Evaluate the following indefinite integrals.
∫4e^6x dx
∫radical8x^8 raised to the third
power dx
There is nothing to evaluate. If copy and paste did not work, please repost with the needed data typed. Thanks for asking.
To evaluate the indefinite integrals, let's take them one by one:
1) ∫4e^6x dx:
To evaluate this integral, we can use the power rule of integration.

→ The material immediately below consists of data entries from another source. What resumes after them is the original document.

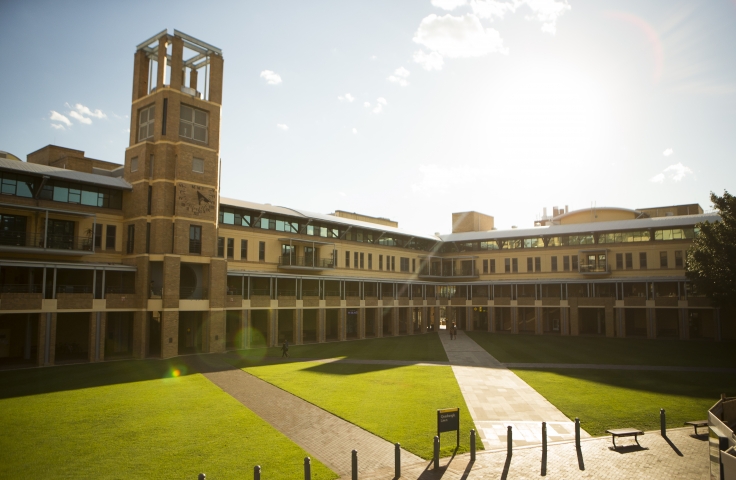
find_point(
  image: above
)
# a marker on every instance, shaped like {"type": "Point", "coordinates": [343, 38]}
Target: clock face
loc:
{"type": "Point", "coordinates": [195, 200]}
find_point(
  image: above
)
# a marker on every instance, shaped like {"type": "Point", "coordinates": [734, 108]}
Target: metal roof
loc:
{"type": "Point", "coordinates": [64, 174]}
{"type": "Point", "coordinates": [582, 228]}
{"type": "Point", "coordinates": [293, 212]}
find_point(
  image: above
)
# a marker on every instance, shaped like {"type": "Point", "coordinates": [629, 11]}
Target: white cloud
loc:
{"type": "Point", "coordinates": [82, 110]}
{"type": "Point", "coordinates": [74, 114]}
{"type": "Point", "coordinates": [448, 4]}
{"type": "Point", "coordinates": [400, 76]}
{"type": "Point", "coordinates": [676, 172]}
{"type": "Point", "coordinates": [429, 61]}
{"type": "Point", "coordinates": [464, 36]}
{"type": "Point", "coordinates": [271, 77]}
{"type": "Point", "coordinates": [57, 117]}
{"type": "Point", "coordinates": [547, 12]}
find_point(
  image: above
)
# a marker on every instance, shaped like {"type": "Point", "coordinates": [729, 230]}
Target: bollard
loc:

The power rule states that If f(x) = ax^n, then ∫f(x) dx = (a/(n+1)) * x^(n+1) + C, where C represents the constant of integration.
In the given integral, f(x) = 4e^6x, where a = 4 and n = 1 (since e^6x can be written as (e^6)^x, and (e^6) is a constant, making x the variable with power 1).
So, by using the power rule, we have:
∫4e^6x dx = (4/(1+1)) * (e^6x)^(1+1) + C
= 2 * (e^6x)^2 + C
= 2 * e^(12x) + C
Therefore, the indefinite integral of 4e^6x dx is 2e^(12x) + C, where C is the constant of integration.
2) ∫√(8x^8)^3 dx:
To evaluate this integral, let's simplify the expression first.
We have √(8x^8)^3 = √(8^3) * (x^8)^3 = 2^3 * x^(8 * 3) = 8x^24.
Now, we can use the power rule of integration to evaluate the integral.
∫(8x^24) dx = (8/(24+1)) * x^(24+1) + C
= (8/25) * x^25 + C
Therefore, the indefinite integral of √(8x^8)^3 dx is (8/25) * x^25 + C, where C is the constant of integration.